Para os reguladores, a lei do Illinois destaca a dificuldade de traçar uma linha clara entre bicicletas e ciclomotores quando a tecnologia do motor torna fácil cruzar essa linha com uma alteração de software. O limiar de 25 km/h na lei da UE é claro, mas apenas se puder ser fiscalizado. Isso exigirá melhores ferramentas para testes na estrada, regras mais claras sobre o que constitui uma modificação legal e penalizações mais fortes para os retalhistas que vendem máquinas não conformes como bicicletas. A alternativa é uma erosão contínua da distinção entre as duas categorias, com implicações de segurança e seguro que nem os condutores nem as cidades estão preparados para gerir.

Perguntas frequentes

Preciso de uma licença para conduzir uma bicicleta elétrica na Europa?

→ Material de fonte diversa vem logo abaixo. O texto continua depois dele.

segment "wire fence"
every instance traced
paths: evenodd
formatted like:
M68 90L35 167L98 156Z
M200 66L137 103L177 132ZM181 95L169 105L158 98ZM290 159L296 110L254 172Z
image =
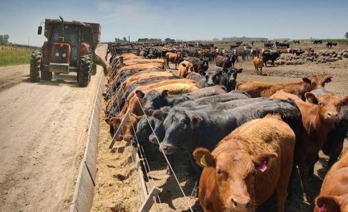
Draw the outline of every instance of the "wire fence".
M121 61L121 62L119 62L119 61L117 59L119 58L120 57L120 55L118 54L118 52L119 52L119 51L117 51L115 50L114 48L111 48L111 49L109 49L110 52L111 53L112 55L112 57L114 59L114 61L112 62L113 63L112 64L111 67L112 67L112 70L111 70L111 76L113 76L114 75L116 75L117 73L117 71L119 70L119 69L118 69L117 67L119 67L120 69L122 69L123 67L123 59L120 60ZM127 73L124 71L124 69L122 69L122 71L123 72L123 74L124 74L125 77L124 78L124 79L123 80L121 80L121 84L122 84L122 83L123 82L127 82L128 84L129 84L129 86L132 89L132 91L133 92L135 92L135 89L133 87L132 83L129 80L129 77L127 75ZM118 73L119 74L119 73ZM115 95L113 96L113 97L112 98L111 100L111 102L112 102L112 105L111 107L112 109L113 110L114 107L114 103L117 101L117 105L118 105L118 109L119 111L121 111L121 109L119 107L119 94L124 94L125 93L125 91L123 90L123 86L121 85L119 87L118 90L116 91L115 92ZM150 165L148 163L148 161L147 161L147 159L146 158L146 155L145 155L145 152L142 146L138 142L138 138L137 137L137 134L136 134L136 125L135 125L136 124L135 123L133 123L133 121L132 120L132 119L130 118L130 115L128 114L128 113L131 113L132 112L129 110L129 105L128 105L128 103L126 101L126 98L125 95L123 95L122 97L124 98L124 101L125 102L124 107L126 107L126 109L128 109L127 112L123 116L123 119L121 121L121 123L119 126L119 129L116 130L116 133L115 133L114 135L114 137L113 138L113 140L112 140L111 144L109 147L112 147L112 146L113 145L113 143L115 142L115 140L117 138L117 137L120 134L120 132L122 131L122 134L123 134L123 127L124 126L124 123L126 122L127 121L130 121L131 122L131 125L132 125L132 130L133 131L133 133L134 133L135 135L135 140L136 142L136 146L134 146L133 147L133 154L132 154L132 162L134 164L134 166L133 166L133 172L134 173L138 173L138 177L137 178L136 181L137 181L137 185L138 189L137 189L137 193L138 194L138 196L140 197L139 199L141 200L141 202L140 202L140 204L141 205L141 206L140 208L139 208L139 211L148 211L150 208L153 208L153 209L155 210L155 211L161 211L162 210L161 207L160 206L160 205L158 205L157 204L157 201L158 201L158 203L160 204L161 203L162 201L161 200L161 199L160 198L159 195L156 195L156 196L154 196L153 194L153 196L150 196L151 194L151 193L154 191L154 188L157 189L157 187L156 187L155 183L154 182L153 179L151 176L150 172L151 172L151 169L150 167ZM139 103L139 105L140 105L140 107L141 109L142 112L144 114L144 116L145 117L147 122L148 122L149 125L150 126L150 128L151 129L151 131L152 131L153 134L155 136L155 137L156 138L156 141L157 142L157 144L159 146L159 148L161 149L161 147L159 141L159 140L157 137L157 135L156 135L155 130L154 128L153 128L153 126L151 125L150 122L149 121L149 120L148 119L148 117L147 117L147 115L146 115L145 111L144 109L144 108L142 107L142 104L139 99L138 99L137 96L134 96L134 98L136 98L137 100L138 101L138 103ZM116 130L116 129L115 129ZM164 153L164 151L163 150L161 150L161 152L162 153L163 156L165 159L165 161L167 163L168 167L171 171L173 176L176 180L176 181L178 184L178 186L180 188L180 191L182 194L182 196L184 197L184 201L185 201L185 203L187 205L187 206L188 207L190 211L193 211L192 208L191 207L188 200L187 200L187 197L185 194L185 193L184 192L184 190L180 185L180 181L177 176L177 175L175 174L174 171L173 170L173 168L172 167L172 165L169 162L167 156ZM138 169L138 171L136 172L136 169ZM148 185L147 186L146 185L145 183L145 180L144 180L144 177L146 177L146 179L147 179L148 181ZM138 180L139 178L139 180ZM148 188L147 187L149 187ZM156 190L159 191L159 189ZM142 194L143 194L143 195L142 195ZM155 198L154 198L155 197ZM149 201L149 198L153 198L153 199L156 198L155 199L153 199L153 203L154 204L154 206L152 206L152 204L151 204L151 205L149 206L149 205L147 204L147 208L146 208L146 204L147 204L147 201ZM151 202L150 201L149 202Z

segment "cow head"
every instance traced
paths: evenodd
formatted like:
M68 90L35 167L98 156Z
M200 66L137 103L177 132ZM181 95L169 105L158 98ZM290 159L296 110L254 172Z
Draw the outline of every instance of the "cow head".
M199 147L193 151L193 157L199 165L214 169L214 186L225 211L254 211L255 178L267 171L271 159L277 154L250 155L231 148L228 143L219 145L212 153Z
M341 106L348 106L348 96L341 99L331 93L316 97L315 94L307 92L304 96L309 102L317 105L319 118L325 122L333 123L337 121Z
M315 200L315 212L346 211L348 211L348 204L346 199L342 197L323 196Z
M237 74L242 73L243 69L236 69L231 67L228 69L228 72L226 75L227 79L227 92L230 92L235 89L235 85L237 83Z
M181 66L182 66L186 70L186 75L187 73L188 73L189 72L194 72L194 70L193 69L193 65L191 62L187 62L187 63L181 63ZM183 76L184 77L186 77L186 76Z
M223 68L223 71L226 72L228 71L227 69ZM222 70L208 70L205 72L205 86L206 87L215 86L217 84L220 82L220 79L222 76L224 71Z
M147 121L148 119L148 121ZM155 127L155 123L153 121L153 119L154 119L154 118L151 116L146 117L144 116L138 123L135 135L137 138L138 142L141 145L148 142L148 136L152 132L150 125L151 125L153 128Z
M154 132L149 136L148 140L151 143L157 144L157 139L158 139L159 142L162 142L163 140L165 132L163 128L163 121L154 118L154 122L155 123Z
M200 58L200 62L201 62L201 67L200 67L201 69L204 71L208 70L208 68L209 68L209 60L208 60L208 59Z
M168 90L164 90L159 93L155 90L151 90L144 95L144 109L146 114L148 114L150 109L159 109L168 104L167 97L168 96Z
M303 77L302 80L310 86L310 91L324 88L325 84L331 81L332 76L324 77L323 75L313 75L310 78Z
M123 136L119 136L116 140L119 141L123 138L126 141L130 141L134 136L134 132L137 129L138 122L141 117L142 116L131 114L129 119L127 120L122 129ZM115 132L120 126L122 118L123 117L121 118L119 116L117 116L108 120L109 123L114 125L114 129ZM106 121L106 120L105 121Z
M172 154L187 141L193 140L195 129L203 121L199 115L172 109L163 122L165 135L160 150L166 154Z

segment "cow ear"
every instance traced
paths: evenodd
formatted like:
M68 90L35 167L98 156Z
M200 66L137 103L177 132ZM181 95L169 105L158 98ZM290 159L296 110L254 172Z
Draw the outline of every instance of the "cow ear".
M200 73L200 74L201 74L201 76L205 76L205 72L201 71L200 71L199 73Z
M110 124L117 124L121 122L121 119L117 117L111 118L110 120Z
M141 98L142 99L144 98L144 96L145 96L145 94L140 90L136 91L135 94L138 98Z
M341 104L343 106L348 106L348 96L345 96L341 99Z
M159 110L156 110L153 113L153 116L157 119L161 120L164 121L164 119L167 117L167 115L168 113L165 111L162 111Z
M167 96L168 96L168 90L164 90L162 92L161 96L162 96L162 98L165 98Z
M277 156L278 155L275 153L266 153L255 155L251 159L253 163L255 164L255 167L264 172L267 169L270 159Z
M304 94L304 96L306 97L306 99L312 104L317 104L319 102L317 97L316 97L314 94L312 93L307 92Z
M339 200L332 196L319 197L315 200L315 204L319 208L319 211L341 211Z
M195 126L201 123L203 120L203 118L197 114L193 114L192 116L192 122Z
M329 83L331 81L332 78L332 76L327 77L325 79L324 79L324 81L325 81L325 83Z
M311 84L311 80L308 77L303 77L302 80L307 84Z
M215 158L210 152L205 148L198 147L193 151L193 157L196 163L202 167L211 167L215 168Z

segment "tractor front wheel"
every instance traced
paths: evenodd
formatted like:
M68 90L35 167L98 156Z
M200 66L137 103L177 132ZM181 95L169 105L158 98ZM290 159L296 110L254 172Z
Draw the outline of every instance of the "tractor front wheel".
M85 87L91 80L91 57L88 55L83 55L80 60L80 70L78 74L79 86Z
M51 80L52 79L52 73L50 72L49 67L42 67L41 69L41 79Z
M35 50L31 54L30 59L30 81L34 82L40 81L39 71L41 67L42 56L40 51Z

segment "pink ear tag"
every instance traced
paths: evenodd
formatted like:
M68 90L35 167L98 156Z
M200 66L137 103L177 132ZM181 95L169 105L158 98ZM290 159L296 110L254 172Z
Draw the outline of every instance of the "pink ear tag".
M325 204L323 204L322 206L319 208L319 212L325 212Z
M259 166L257 168L258 168L258 170L262 172L264 172L266 171L266 169L267 169L267 166L266 165L266 164L267 163L267 161L264 161L264 163L262 164L262 165Z

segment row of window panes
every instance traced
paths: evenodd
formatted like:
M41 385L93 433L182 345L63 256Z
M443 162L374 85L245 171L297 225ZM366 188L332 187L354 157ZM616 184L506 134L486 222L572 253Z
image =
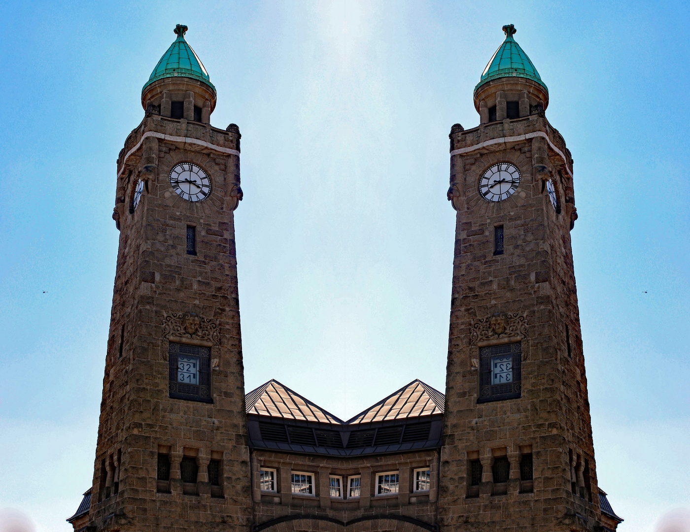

Não é necessária licença para pedelecs limitadas a 250 W de potência nominal contínua e 25 km/h de assistência. As speed-pedelecs, que assistem até 45 km/h, exigem uma licença de ciclomotor ou carta de condução, dependendo do país. A idade mínima e o tipo de licença variam entre os estados-membros da UE, por isso verifique as suas regras nacionais antes de comprar ou conduzir uma speed-pedelec.

Preciso de seguro para a minha bicicleta elétrica?

As speed-pedelecs exigem seguro de responsabilidade civil em todos os países da UE, tal como os ciclomotores. As pedelecs padrão não exigem seguro, mas recomenda-se uma cobertura de responsabilidade civil pessoal, que é frequentemente incluída nas apólices de habitação. As bicicletas modificadas que excedem os limites legais de potência ou velocidade podem invalidar o seu seguro, deixando-o pessoalmente responsável por qualquer dano ou ferimento que cause.

Posso modificar a minha bicicleta elétrica para andar mais depressa?

Modificar uma pedelec para exceder 25 km/h ou 250 W reclassifica-a como um ciclomotor ao abrigo da lei da UE. Deve então registá-la, segurá-la e possuir a licença apropriada. Conduzir uma bicicleta modificada não registada pode resultar em multas, confiscação e responsabilidade pessoal num acidente. A modificação não precisa de ser permanente ou visível para alterar a classificação legal.

Qual é a diferença entre uma pedelec e uma speed-pedelec?

As pedelecs fornecem assistência do motor apenas enquanto pedala, cortam aos 25 km/h e estão limitadas a 250 W de potência nominal contínua. Não é necessária licença ou seguro e são classificadas como bicicletas. As speed-pedelecs assistem até 45 km/h e são classificadas como ciclomotores L1e-B. Exigem registo, seguro, capacete e, pelo menos, uma licença de ciclomotor. As speed-pedelecs estão restritas a estradas em alguns países e não podem utilizar todas as ciclovias.